Como filme de abertura oficial, mesmo que no terceiro dia do Porto/Post/Doc (sábado 6 às 21h no Grande Auditório do Rivoli), Concerning Violence é todo um programa.

Porque transcende o formato documentário para se tornar num ensaio sobre a relação entre a história, a sociedade, a identidade e a política; porque fala aos nossos dias desde um passado do qual muitos ainda guardam memórias pessoais. Prosseguindo o trabalho de “arqueologia” realizado nos arquivos da televisão sueca iniciada com The Black Power Mixtape Vol. 1, o cineasta sueco Göran Hugo Olsson propõe um exercício de montagem à volta dos conflitos de independência das colónias europeias em África, usando reportagens realizadas nos anos 1970 em Angola, Rodésia (actual Zimbabwe), Libéria, Tanzânia, Moçambique e Guiné-Bissau, mais um “epílogo” no Burkina-Faso, “organizadas” em “nove cenas de auto-defesa anti-imperialista”.

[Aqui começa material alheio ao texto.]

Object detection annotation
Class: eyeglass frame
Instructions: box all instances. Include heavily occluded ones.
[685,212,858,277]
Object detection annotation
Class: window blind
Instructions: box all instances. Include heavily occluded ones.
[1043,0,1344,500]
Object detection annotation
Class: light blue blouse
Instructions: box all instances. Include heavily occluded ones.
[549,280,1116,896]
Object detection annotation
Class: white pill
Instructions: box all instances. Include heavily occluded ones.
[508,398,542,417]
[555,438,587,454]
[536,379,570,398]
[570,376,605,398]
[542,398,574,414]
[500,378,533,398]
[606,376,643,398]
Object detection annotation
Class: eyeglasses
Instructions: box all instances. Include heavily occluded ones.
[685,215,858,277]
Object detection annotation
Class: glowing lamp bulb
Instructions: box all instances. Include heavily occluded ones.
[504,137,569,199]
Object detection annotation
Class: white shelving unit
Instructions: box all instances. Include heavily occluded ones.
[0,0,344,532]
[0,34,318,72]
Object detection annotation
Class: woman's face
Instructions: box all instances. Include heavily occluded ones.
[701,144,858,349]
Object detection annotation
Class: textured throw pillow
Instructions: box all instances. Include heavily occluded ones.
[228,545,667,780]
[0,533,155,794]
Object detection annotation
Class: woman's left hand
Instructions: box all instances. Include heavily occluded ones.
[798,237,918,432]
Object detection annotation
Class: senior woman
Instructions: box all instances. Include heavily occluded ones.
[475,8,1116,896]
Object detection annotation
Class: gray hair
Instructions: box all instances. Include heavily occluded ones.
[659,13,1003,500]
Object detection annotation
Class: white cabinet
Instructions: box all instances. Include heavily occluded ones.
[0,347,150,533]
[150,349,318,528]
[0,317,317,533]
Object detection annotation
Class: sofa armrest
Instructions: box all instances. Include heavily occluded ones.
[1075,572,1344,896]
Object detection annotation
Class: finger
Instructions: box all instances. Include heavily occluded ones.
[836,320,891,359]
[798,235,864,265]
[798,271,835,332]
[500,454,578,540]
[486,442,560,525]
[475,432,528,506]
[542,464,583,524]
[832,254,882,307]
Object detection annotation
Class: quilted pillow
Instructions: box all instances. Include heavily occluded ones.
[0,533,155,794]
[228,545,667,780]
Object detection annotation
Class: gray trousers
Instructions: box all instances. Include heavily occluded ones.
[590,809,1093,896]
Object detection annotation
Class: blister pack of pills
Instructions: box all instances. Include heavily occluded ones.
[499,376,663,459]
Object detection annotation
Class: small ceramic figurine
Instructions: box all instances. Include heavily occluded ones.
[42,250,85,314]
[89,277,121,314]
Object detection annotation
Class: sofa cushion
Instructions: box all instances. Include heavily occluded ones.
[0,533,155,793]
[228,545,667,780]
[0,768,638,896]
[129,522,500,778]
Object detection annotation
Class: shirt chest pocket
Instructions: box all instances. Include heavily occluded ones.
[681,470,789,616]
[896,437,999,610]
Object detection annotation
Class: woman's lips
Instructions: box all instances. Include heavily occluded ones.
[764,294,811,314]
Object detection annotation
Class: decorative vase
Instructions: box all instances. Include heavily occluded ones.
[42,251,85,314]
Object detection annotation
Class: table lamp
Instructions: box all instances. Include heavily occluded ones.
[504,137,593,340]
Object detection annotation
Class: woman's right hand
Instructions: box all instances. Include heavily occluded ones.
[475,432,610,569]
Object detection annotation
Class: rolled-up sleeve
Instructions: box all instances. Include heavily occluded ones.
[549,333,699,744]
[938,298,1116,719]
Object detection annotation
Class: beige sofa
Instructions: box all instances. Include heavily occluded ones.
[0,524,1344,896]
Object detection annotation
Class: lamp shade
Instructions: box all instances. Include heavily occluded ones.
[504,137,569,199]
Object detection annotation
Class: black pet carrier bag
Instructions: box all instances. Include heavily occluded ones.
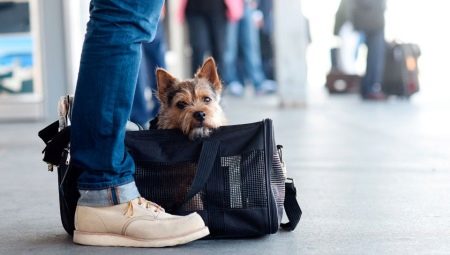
[39,114,302,238]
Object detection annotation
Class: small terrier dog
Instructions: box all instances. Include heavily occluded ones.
[156,57,225,140]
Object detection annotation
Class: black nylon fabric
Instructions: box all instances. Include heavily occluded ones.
[41,119,301,238]
[125,120,285,238]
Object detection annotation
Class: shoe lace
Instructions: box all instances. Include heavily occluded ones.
[124,197,165,217]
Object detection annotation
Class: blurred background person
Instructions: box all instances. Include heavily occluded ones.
[258,0,275,80]
[348,0,386,100]
[179,0,227,73]
[223,0,276,96]
[130,7,166,127]
[332,0,364,75]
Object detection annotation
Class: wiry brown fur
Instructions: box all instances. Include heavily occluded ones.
[156,58,225,139]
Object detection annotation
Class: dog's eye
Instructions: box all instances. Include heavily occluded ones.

O que torna Concerning Violence bem mais do que um simples trabalho de redescoberta de arquivos é o dispositivo formal de Olsson, que sobrepõe a estas imagens de época excertos da obra do pensador da Martinica Frantz Fanon Os Condenados da Terra, lidos pela cantora Lauryn Hill. A utilização das palavras de Fanon – escritas em 1961, antes da maioria dos acontecimentos mostrados, mas sobrepostas às imagens em 2013, num momento em que conhecemos já o resultado da independência destes países - recontextualiza estes conflitos anti-coloniais no seu momento histórico, social e político. As circunstâncias que os atearam em cada país eram sintomas específicos locais de um mal-estar generalizado e abrangente, exemplificado em situações de inexplicável e aleatória injustiça de uma cultura colonial condescendente e desinteressada na própria identidade dos países colonizados.

O mais assustador em Concerning Violence nem é a sensação de inevitabilidade de conflito que as imagens – pontualmente gráficas – destas guerras transportavam. O mais assustador é o dedo que as palavras de Fanon apontavam a uma civilização ocidental que acusava de moralmente falida e sem rumo, e a um capitalismo selvagem anti-humanista. Essas palavras ressoam hoje, em 2014, como estranhamente actuais, quando a Europa parece de novo buscar um rumo e as questões raciais reemergem de modo preocupante por todo o mundo ocidental – como se a história se estivesse a repetir.